Centre for Antibiotic Resistance Research (CARe), University of Gothenburg, Gothenburg, Sweden.
Microbiome. 2017 Oct 12;5(1):134. doi: 10.1186/s40168-017-0353-8.
Metallo-β-lactamases are bacterial enzymes that provide resistance to carbapenems, the most potent class of antibiotics. These enzymes are commonly encoded on mobile genetic elements, which, together with their broad substrate spectrum and lack of clinically useful inhibitors, make them a particularly problematic class of antibiotic resistance determinants. We hypothesized that there is a large and unexplored reservoir of unknown metallo-β-lactamases, some of which may spread to pathogens, thereby threatening public health. The aim of this study was to identify novel metallo-β-lactamases of class B1, the most clinically important subclass of these enzymes.
Based on a new computational method using an optimized hidden Markov model, we analyzed over 10,000 bacterial genomes and plasmids together with more than 5 terabases of metagenomic data to identify novel metallo-β-lactamase genes. In total, 76 novel genes were predicted, forming 59 previously undescribed metallo-β-lactamase gene families. The ability to hydrolyze imipenem in an Escherichia coli host was experimentally confirmed for 18 of the 21 tested genes. Two of the novel B1 metallo-β-lactamase genes contained atypical zinc-binding motifs in their active sites, which were previously undescribed for metallo-β-lactamases. Phylogenetic analysis showed that B1 metallo-β-lactamases could be divided into five major groups based on their evolutionary origin. Our results also show that, except for one, all of the previously characterized mobile B1 β-lactamases are likely to have originated from chromosomal genes present in Shewanella spp. and other Proteobacterial species.

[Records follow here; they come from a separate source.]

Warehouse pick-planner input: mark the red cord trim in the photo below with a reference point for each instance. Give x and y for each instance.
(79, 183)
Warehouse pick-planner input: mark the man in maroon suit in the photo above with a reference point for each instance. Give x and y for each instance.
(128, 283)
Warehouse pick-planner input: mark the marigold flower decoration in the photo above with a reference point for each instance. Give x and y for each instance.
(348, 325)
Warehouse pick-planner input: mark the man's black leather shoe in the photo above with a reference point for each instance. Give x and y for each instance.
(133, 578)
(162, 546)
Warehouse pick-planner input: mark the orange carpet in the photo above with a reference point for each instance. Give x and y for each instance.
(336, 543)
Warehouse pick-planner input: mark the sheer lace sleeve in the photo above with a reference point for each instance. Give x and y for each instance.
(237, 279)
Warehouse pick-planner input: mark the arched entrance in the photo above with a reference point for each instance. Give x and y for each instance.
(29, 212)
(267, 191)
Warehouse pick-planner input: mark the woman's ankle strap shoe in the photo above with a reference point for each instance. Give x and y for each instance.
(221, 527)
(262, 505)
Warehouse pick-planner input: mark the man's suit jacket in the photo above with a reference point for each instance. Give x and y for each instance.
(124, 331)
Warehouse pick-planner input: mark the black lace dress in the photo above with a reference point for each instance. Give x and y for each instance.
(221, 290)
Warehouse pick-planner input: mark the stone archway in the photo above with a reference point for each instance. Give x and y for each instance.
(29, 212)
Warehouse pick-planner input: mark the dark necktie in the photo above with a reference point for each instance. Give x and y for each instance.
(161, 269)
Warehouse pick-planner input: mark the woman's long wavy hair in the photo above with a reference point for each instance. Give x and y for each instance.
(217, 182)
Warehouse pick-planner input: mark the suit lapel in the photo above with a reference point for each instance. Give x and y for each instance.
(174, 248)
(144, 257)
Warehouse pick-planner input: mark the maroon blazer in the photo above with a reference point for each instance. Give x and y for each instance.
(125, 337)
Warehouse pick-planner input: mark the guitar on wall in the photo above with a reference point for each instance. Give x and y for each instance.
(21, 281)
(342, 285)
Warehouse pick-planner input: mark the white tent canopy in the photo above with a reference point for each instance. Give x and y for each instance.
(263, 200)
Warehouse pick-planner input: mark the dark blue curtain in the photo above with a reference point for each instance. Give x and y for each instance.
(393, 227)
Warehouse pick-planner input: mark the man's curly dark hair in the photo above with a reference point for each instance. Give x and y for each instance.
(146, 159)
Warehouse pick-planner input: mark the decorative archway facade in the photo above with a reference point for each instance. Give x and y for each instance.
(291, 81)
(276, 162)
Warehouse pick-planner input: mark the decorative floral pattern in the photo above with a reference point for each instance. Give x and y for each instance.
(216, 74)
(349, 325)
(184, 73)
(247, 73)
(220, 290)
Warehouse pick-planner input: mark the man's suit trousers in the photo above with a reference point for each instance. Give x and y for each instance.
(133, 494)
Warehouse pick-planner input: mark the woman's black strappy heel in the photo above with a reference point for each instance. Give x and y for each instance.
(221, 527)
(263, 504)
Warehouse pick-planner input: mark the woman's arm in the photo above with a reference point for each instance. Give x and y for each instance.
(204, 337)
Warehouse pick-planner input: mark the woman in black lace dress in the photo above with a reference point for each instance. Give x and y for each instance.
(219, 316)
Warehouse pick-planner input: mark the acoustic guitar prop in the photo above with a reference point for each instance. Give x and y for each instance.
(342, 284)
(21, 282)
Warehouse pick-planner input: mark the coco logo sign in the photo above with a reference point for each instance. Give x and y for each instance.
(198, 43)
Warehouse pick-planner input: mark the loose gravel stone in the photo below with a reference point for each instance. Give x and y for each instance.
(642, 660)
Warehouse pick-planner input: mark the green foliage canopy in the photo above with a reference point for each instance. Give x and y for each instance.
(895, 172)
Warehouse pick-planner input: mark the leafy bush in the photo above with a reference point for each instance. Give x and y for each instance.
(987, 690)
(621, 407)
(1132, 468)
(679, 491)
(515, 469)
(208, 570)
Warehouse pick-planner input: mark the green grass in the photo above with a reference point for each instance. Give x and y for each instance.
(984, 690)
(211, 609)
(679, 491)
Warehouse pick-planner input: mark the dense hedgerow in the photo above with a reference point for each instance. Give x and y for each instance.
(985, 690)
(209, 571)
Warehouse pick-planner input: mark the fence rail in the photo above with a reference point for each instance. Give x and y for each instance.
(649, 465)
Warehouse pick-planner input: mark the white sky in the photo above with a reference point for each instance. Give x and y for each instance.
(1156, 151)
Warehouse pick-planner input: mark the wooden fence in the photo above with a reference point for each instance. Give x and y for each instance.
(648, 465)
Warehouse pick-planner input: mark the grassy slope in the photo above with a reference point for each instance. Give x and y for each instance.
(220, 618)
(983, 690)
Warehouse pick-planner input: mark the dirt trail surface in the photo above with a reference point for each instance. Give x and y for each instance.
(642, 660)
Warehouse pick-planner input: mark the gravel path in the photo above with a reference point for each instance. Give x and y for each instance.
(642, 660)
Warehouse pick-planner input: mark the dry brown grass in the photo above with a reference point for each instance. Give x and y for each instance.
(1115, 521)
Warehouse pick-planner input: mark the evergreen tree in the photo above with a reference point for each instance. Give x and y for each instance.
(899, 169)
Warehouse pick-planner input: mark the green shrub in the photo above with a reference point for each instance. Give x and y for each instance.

This study more than doubles the number of known B1 metallo-β-lactamases. The findings have further elucidated the diversity and evolutionary history of this important class of antibiotic resistance genes and prepare us for some of the challenges that may be faced in clinics in the future.

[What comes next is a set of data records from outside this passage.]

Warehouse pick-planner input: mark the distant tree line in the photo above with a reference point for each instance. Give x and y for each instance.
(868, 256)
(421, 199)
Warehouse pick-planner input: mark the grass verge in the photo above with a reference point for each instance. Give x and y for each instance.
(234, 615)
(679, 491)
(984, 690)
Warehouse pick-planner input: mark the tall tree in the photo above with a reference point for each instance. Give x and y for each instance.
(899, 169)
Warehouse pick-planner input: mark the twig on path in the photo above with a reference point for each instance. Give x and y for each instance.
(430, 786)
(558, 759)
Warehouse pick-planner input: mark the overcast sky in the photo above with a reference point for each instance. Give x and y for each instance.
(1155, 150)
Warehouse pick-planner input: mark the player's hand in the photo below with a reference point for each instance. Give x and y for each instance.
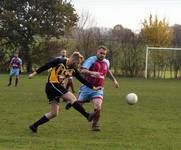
(97, 88)
(95, 74)
(32, 75)
(116, 84)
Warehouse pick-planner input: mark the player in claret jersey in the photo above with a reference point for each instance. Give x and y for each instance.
(15, 68)
(61, 69)
(95, 69)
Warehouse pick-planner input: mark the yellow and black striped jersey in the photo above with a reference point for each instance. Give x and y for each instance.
(60, 70)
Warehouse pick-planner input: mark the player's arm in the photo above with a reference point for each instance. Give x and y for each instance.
(111, 76)
(10, 64)
(82, 80)
(46, 67)
(85, 71)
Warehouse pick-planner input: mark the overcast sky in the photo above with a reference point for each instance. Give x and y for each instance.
(129, 13)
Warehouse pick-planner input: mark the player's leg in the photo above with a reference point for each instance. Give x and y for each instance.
(53, 97)
(54, 110)
(97, 103)
(17, 76)
(70, 84)
(74, 103)
(10, 77)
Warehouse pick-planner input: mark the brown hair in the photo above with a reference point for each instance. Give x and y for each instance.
(103, 47)
(76, 56)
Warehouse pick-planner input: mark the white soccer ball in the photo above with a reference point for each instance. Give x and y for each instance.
(132, 98)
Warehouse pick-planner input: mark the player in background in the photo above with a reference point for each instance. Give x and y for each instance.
(61, 69)
(15, 68)
(95, 69)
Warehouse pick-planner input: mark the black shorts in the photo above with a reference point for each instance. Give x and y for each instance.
(54, 91)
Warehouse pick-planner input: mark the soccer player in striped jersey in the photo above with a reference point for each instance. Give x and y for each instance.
(95, 69)
(15, 68)
(61, 69)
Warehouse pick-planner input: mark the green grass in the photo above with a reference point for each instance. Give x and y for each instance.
(154, 123)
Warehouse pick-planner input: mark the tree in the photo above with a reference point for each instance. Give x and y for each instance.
(21, 20)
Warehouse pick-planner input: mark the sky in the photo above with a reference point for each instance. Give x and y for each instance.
(129, 13)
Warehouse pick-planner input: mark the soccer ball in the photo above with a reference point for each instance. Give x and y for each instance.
(131, 98)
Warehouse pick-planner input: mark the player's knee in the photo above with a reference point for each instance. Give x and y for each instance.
(54, 114)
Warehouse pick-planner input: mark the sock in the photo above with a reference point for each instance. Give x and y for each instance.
(41, 121)
(16, 82)
(72, 87)
(80, 109)
(10, 80)
(96, 118)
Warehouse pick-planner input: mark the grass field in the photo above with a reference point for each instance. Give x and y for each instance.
(154, 123)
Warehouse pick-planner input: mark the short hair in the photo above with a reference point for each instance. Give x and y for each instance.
(76, 55)
(103, 47)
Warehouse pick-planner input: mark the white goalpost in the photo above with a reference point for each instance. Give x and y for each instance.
(155, 48)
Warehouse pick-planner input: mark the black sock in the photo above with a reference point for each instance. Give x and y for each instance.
(10, 80)
(80, 109)
(16, 82)
(41, 121)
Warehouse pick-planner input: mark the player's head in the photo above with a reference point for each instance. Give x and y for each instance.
(63, 52)
(76, 59)
(15, 54)
(101, 52)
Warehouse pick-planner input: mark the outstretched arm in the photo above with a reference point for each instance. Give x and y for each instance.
(45, 67)
(83, 81)
(111, 76)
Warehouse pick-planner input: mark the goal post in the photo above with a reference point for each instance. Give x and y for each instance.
(147, 49)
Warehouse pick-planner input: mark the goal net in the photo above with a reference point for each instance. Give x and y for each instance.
(162, 62)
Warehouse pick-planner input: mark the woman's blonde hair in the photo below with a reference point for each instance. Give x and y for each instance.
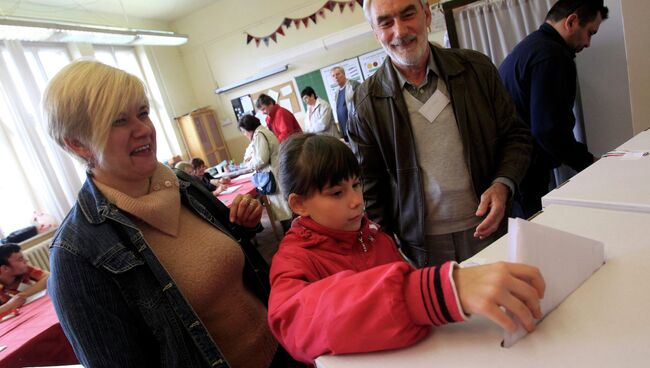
(84, 98)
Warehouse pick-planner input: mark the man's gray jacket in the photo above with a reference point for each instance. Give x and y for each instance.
(496, 143)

金属β-内酰胺酶是一种对碳青霉烯类抗生素(最有效的抗生素之一)具有抗性的细菌酶。这些酶通常编码在移动遗传元件上,这些元件与其广泛的底物谱和缺乏临床有用的抑制剂一起,使它们成为一种特别成问题的抗生素耐药决定因素。我们假设存在大量尚未开发的未知金属β-内酰胺酶,其中一些可能传播到病原体,从而威胁公共健康。本研究的目的是鉴定新型 B1 类金属β-内酰胺酶,这是这些酶中最具临床意义的亚类。
基于一种使用优化隐马尔可夫模型的新计算方法,我们分析了超过 10000 个细菌基因组和质粒以及超过 5 太字节的宏基因组数据,以鉴定新型金属β-内酰胺酶基因。总共预测了 76 个新基因,形成了 59 个以前未描述的金属β-内酰胺酶基因家族。在大肠杆菌宿主中水解亚胺培南的能力在 21 个测试基因中的 18 个基因中得到了实验证实。两个新型 B1 金属β-内酰胺酶基因在其活性位点含有不典型的锌结合基序,这是以前在金属β-内酰胺酶中未描述的。系统发育分析表明,B1 金属β-内酰胺酶可以根据其进化起源分为五个主要组。我们的研究结果还表明,除了一个之外,所有以前表征的移动 B1 内酰胺酶都可能起源于希瓦氏菌属和其他变形菌门物种中存在的染色体基因。
本研究使已知的 B1 金属β-内酰胺酶数量增加了一倍以上。研究结果进一步阐明了这一重要抗生素耐药基因类别的多样性和进化历史,并为我们未来在临床中可能面临的一些挑战做好了准备。